Probe Thread

I would like to start a thread that has custom Probe example on it. My hope is not only to further my Knowledge but hopefully help others with this great software.


Here are a few I have made.

Cisco CPU
Type: Function
Available: if(oid(“1.3.6.1.4.1.9.2.1.58.0”)>0, 1, -1)
Error: “”
Value: oid(“1.3.6.1.4.1.9.2.1.58.0”)
Unit: % of cpu load

APC PDU LOAD
Type:Function
Available:if(oid(“1.3.6.1.4.1.318.1.1.12.2.3.1.1.2.1”)>0, 1, -1)
Error: if(oid(“1.3.6.1.4.1.318.1.1.12.2.3.1.1.2.1”)>0, “”, “No Load”)
Value: oid(“1.3.6.1.4.1.318.1.1.12.2.3.1.1.2.1”)
Unit: Load amps in decimal

Check if a certain program is running on a Windows system (‘OUTLOOK.EXE’ in this example):

Type: function
Available: if(array_find(oid_column(“1.3.6.1.2.1.25.4.2.1.2”),“OUTLOOK.EXE”)>0, 1, -1)
Error: if(array_find(oid_column(“1.3.6.1.2.1.25.4.2.1.2”),“OUTLOOK.EXE”)>0, “”, “OUTLOOK.EXE not detected by SNMP probe”)
Value: 1 (or anything else, is purely for charting purposes and I return 1 if the service is running)
Unit: running (or whatever you want to call the above values)
Rate: none

This of course requires the SNMP agent is running and configured properly on the Windows system.

Add this to a device notes (right-click the device, Notes)

[oid(“1.3.6.1.2.1.1.1.0”)]

Then the device’s popup will list a description of the system.

For example, for Windows systems it will show the hardware and software platform, for Cisco devices the hardware and firmware revisions, etc.

The standard CPU load figure (“34%”) is the average of all available CPU’s, but if you add this to a devices ‘Appearance’
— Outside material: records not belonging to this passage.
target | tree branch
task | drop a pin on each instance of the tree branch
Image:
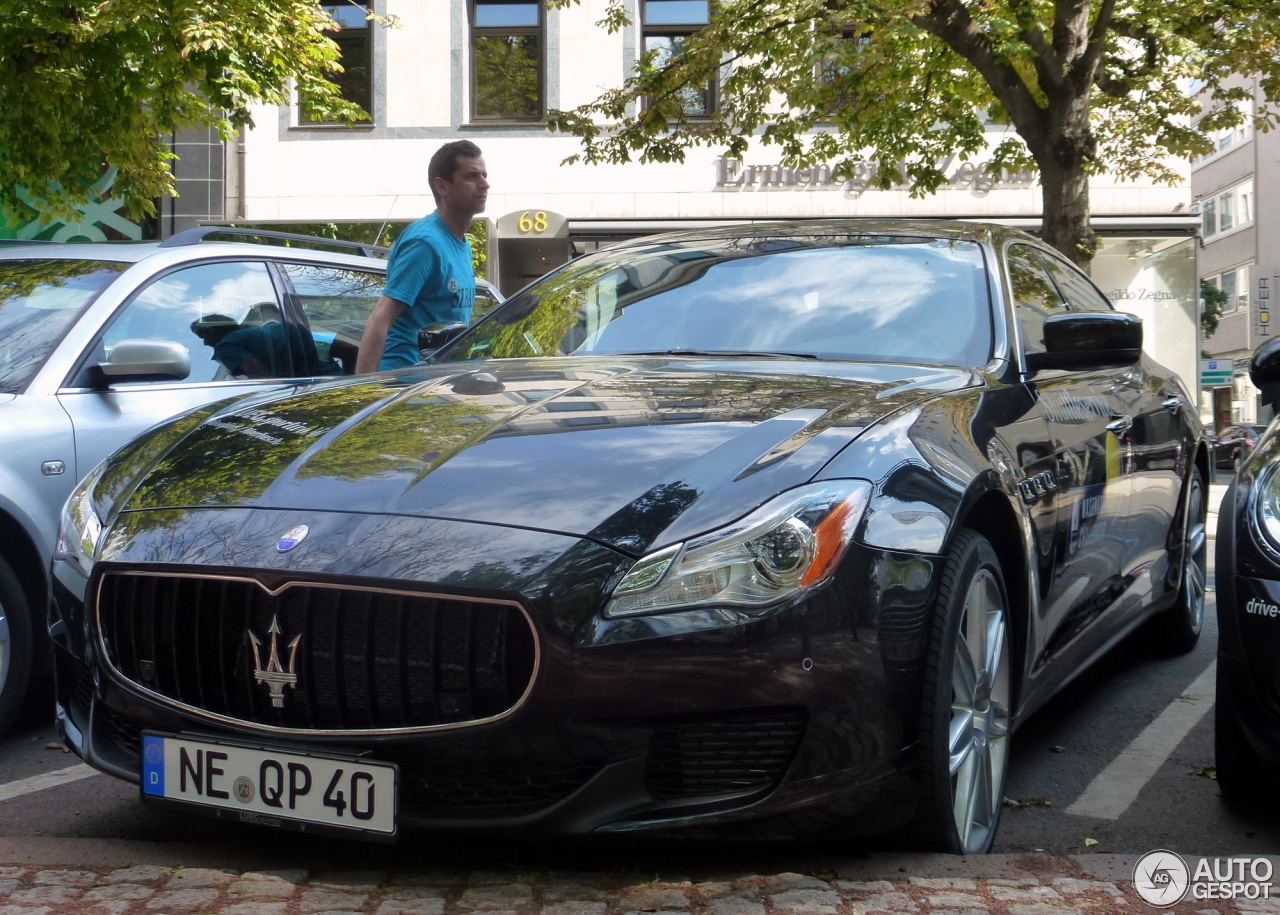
(1048, 65)
(950, 21)
(1092, 59)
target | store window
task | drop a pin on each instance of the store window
(666, 26)
(356, 55)
(1226, 210)
(506, 60)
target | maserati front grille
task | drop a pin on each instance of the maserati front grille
(316, 655)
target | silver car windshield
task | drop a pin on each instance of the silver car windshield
(877, 298)
(39, 301)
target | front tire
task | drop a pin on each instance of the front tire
(967, 703)
(1180, 626)
(16, 646)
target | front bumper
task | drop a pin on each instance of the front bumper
(798, 722)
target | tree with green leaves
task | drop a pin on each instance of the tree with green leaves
(101, 83)
(1212, 302)
(1086, 86)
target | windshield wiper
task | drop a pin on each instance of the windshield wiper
(754, 353)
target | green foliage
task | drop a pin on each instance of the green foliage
(1214, 301)
(101, 83)
(899, 86)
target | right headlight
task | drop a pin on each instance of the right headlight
(789, 545)
(81, 526)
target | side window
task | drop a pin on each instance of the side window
(483, 305)
(1034, 296)
(1080, 293)
(227, 315)
(337, 303)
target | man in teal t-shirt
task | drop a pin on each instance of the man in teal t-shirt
(429, 275)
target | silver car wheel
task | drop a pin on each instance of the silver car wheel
(978, 744)
(1194, 556)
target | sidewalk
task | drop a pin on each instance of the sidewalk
(920, 884)
(109, 878)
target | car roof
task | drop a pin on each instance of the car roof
(826, 228)
(135, 252)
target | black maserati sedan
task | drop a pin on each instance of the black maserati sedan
(1247, 709)
(768, 531)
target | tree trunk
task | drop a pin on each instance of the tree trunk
(1065, 195)
(1064, 156)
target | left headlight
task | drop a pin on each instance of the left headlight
(81, 527)
(789, 545)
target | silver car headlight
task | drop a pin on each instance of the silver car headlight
(785, 548)
(81, 527)
(1266, 504)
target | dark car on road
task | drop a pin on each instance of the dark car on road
(1247, 710)
(1234, 443)
(776, 530)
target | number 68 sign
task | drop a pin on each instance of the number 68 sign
(533, 224)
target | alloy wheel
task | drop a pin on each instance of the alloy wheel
(978, 741)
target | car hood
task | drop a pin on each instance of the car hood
(631, 452)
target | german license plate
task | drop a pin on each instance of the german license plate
(273, 787)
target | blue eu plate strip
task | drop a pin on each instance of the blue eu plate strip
(152, 765)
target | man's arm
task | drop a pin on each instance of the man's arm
(374, 339)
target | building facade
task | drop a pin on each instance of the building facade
(1239, 256)
(488, 72)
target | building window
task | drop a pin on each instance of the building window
(1230, 137)
(506, 60)
(666, 26)
(1235, 284)
(1226, 210)
(356, 51)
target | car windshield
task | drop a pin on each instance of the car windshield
(881, 298)
(39, 301)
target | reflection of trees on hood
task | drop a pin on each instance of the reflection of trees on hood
(223, 465)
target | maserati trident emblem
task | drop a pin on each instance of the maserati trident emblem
(275, 676)
(292, 538)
Load on [array_size(oid_column(“iso.org.dod.internet.mgmt.mib-2.host.hrDevice.hrProcessorTable.hrProcessorEntry.hrProcessorLoad”))] CPU('s): [oid_column(“iso.org.dod.internet.mgmt.mib-2.host.hrDevice.hrProcessorTable.hrProcessorEntry.hrProcessorLoad”)]
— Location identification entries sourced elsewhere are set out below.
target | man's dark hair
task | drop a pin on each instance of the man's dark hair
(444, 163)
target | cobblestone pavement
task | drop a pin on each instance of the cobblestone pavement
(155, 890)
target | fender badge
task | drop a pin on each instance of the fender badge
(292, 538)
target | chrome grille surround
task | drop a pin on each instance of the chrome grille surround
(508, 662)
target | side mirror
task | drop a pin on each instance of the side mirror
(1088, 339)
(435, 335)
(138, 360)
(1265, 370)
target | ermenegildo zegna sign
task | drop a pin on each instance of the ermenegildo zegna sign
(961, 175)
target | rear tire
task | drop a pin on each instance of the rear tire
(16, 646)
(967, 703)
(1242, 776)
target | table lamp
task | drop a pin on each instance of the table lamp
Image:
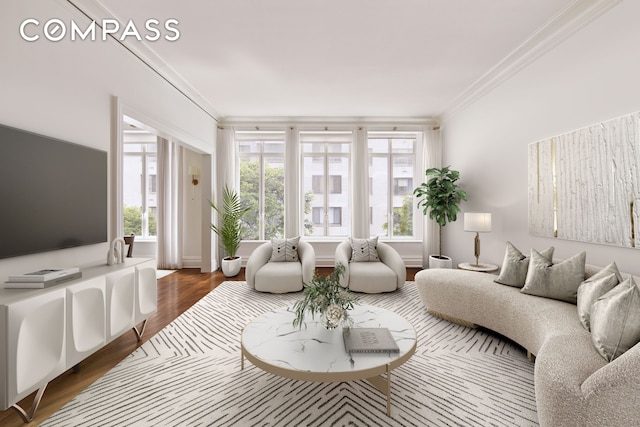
(480, 223)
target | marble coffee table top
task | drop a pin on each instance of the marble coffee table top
(316, 354)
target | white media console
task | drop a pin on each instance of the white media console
(45, 332)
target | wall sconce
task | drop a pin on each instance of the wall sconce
(480, 223)
(195, 173)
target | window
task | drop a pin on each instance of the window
(402, 186)
(391, 176)
(262, 180)
(335, 217)
(318, 184)
(335, 184)
(140, 183)
(326, 171)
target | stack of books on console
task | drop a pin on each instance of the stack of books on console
(42, 278)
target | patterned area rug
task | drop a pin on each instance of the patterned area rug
(189, 375)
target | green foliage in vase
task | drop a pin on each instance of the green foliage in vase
(229, 228)
(323, 294)
(440, 196)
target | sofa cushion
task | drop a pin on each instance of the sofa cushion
(364, 250)
(557, 281)
(372, 277)
(595, 287)
(279, 277)
(615, 320)
(515, 266)
(284, 250)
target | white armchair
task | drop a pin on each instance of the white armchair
(280, 277)
(372, 277)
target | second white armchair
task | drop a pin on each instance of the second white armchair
(287, 274)
(370, 269)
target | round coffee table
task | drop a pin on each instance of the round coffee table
(314, 353)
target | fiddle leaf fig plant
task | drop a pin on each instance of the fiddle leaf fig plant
(229, 227)
(440, 197)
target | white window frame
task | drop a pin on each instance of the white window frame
(261, 137)
(321, 142)
(415, 176)
(142, 138)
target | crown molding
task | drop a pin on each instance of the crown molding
(563, 25)
(96, 10)
(340, 121)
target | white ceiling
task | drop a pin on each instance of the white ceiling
(335, 58)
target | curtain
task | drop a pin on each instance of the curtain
(359, 185)
(293, 215)
(431, 158)
(225, 175)
(170, 204)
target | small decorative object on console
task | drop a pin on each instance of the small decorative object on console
(325, 296)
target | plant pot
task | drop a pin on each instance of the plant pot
(437, 261)
(231, 266)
and the device label will show the number of CPU’s in the system and the load on each separate CPU (for example: 'Load on 4 CPU(‘s): 12, 15, 46, 2’).
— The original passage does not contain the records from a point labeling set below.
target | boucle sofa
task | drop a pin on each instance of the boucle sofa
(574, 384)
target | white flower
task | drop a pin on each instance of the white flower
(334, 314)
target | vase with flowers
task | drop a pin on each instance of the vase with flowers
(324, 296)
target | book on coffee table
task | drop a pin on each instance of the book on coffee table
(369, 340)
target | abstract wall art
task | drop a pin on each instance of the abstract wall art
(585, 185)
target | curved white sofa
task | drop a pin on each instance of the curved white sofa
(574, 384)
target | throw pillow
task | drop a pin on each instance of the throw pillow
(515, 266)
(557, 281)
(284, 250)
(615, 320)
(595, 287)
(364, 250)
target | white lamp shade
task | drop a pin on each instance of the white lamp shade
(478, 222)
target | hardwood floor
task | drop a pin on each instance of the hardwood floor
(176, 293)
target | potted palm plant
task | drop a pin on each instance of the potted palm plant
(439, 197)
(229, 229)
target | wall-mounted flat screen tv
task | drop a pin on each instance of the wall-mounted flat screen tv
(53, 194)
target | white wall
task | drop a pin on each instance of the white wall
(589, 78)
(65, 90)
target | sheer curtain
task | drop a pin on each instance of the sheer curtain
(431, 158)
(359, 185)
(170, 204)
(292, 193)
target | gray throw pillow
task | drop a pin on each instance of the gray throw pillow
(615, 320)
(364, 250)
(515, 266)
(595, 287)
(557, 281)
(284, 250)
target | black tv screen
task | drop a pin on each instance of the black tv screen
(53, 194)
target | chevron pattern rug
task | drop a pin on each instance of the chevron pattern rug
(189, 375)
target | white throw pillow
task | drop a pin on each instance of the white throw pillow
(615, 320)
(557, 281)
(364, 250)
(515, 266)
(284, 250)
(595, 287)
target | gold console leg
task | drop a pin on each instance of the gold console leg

(Only tested for Windows target systems…)

This is my default label
Thanks for the addin guys


Device [Device.Name] ([Device.Type])
IP: [Device.AddressesCommaList]
Services ([Device.ServicesCount]):
Up: [Device.ServicesUp]
Unstable: [Device.ServicesUnstable]
Down: [Device.ServicesDown]
Acked: [Device.ServicesAcked]
Unknown: [Device.ServicesUnknown]
Dell Tag [oid(“iso.3.6.1.4.1.674.10892.1.300.10.1.11.1”)]
[oid(“1.3.6.1.2.1.1.1.0”)]
[snmp_name][snmp_description][snmp_uptime][snmp_contact][snmp_location]
Load on [array_size(oid_column(“iso.org.dod.internet.mgmt.mib-2.host.hrDevice.hrProcessorTable.hrProcessorEntry.hrProcessorLoad”))] CPU('s): [oid_column(“iso.org.dod.internet.mgmt.mib-2.host.hrDevice.hrProcessorTable.hrProcessorEntry.hrProcessorLoad”)]
Notes:
[Device.NotesColumn]

Dell temperature alert if it gets over 95

available
if(oid(“iso.3.6.1.4.1.674.10892.1.700.20.1.6.1.3”)>0, 1, -1)

error
if(oid(“iso.3.6.1.4.1.674.10892.1.700.20.1.6.1.3”)<350, “”, “Over Temp 95”)

value
iso.3.6.1.4.1.674.10892.1.700.20.1.6.1.3
C
none

Warning when disk usage goes over 89%

Type: function
Available: if(hdd_usage()>0, 1, -1)
Error: if(hdd_usage()<90, “”, “Disk usage > 89%”)
Value: hdd_usage()
Unit: %
Rate: none

Note: this probe uses the built in hdd_usage function, so for devices with multiple hard disks it looks at the average disk space usage. Of course, the above example is easily adapted for a specific hard drive. Just replace ‘hdd_usage’ with the appropriate oid(“xxxxx”) call.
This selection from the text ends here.